Strong results boost Wall Street only temporarily

The FTSE took its cue from the declines in Asia to open the day lower despite a positive close in the US markets

The FTSE took its cue from the declines in Asia to open the day lower despite a positive close in the US markets.

As Wall Street works its way through about 150 earnings releases this week the overall picture emerging is still one of flourishing demand and a strong economy confirmed by the likes of Tesla and Microsoft which is now on its way to reach a market cap of $1 trillion. Yet nerves remain fragile after the sharp stock market losses in the last few weeks with every imperfect tealeaf read as a harbinger of doom. US futures are already indicating a lower start to the day based on Amazon’s results late Thursday. It is not that the company reported a decrease in income – on the contrary, profits were at a record high – but its sales nudged lower and more importantly its expectations for the all-important fourth quarter holiday shopping period came in a touch below consensus forecasts.
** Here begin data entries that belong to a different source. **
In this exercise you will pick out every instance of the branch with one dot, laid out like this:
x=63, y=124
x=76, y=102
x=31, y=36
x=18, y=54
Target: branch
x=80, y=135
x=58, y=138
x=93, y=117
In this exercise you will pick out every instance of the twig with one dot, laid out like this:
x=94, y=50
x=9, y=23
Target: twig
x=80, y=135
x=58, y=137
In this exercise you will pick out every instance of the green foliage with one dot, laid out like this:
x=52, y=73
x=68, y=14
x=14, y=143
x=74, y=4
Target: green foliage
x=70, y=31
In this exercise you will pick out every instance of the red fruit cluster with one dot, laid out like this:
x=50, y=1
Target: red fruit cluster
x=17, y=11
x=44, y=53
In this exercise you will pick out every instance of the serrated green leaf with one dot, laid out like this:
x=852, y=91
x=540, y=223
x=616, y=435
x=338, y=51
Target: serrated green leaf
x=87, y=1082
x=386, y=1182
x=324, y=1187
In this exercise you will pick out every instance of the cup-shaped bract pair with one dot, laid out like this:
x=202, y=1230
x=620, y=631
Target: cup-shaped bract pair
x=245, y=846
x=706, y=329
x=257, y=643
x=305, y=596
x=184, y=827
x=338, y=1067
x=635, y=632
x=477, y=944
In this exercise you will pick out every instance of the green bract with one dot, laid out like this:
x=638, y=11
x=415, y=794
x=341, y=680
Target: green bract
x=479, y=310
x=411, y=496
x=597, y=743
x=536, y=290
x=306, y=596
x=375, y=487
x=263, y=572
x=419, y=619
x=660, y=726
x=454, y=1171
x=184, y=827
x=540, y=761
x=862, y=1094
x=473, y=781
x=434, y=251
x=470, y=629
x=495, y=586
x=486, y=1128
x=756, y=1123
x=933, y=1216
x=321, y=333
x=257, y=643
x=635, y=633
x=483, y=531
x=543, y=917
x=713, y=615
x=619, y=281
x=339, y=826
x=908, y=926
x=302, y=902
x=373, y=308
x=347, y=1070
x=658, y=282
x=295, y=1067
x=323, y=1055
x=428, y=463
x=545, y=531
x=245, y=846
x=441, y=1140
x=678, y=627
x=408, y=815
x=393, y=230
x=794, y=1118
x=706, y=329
IAG balances out higher fuel costs with higher ticket prices

Surprising with good results in a sector that has been struggling this year British Airways’ parent company IAG reported an 11% increase in net profits and went on to lead the FTSE risers as its shares jumped 2.32% higher.

An increase in oil prices has hit airlines hard this year as did higher labour costs and budget airlines in particular have been struggling with profits as their margins are too thin to absorb these types of fluctuations. But bigger carriers like IAG are in a better position to handle the headwinds of rising costs not only with higher ticket prices but also hedging their oil exposure, which IAG did, managing to balance out a 13% increase in its fuel expenses.

China’s currency weakens

China’s yuan weakened Friday to the lowest level since the financial crisis as the Sino-US trade dispute started taking its toll against a background of a slight slowdown in the country’s economic growth. The US has been pointing the finger at China for using its currency to counterbalance the effects of the trade tariff war and has made the strength of the yuan part of official trade tariff discussions, but the decline could have more to do with the overall state of the Chinese economy than be the fault of frictions with the US.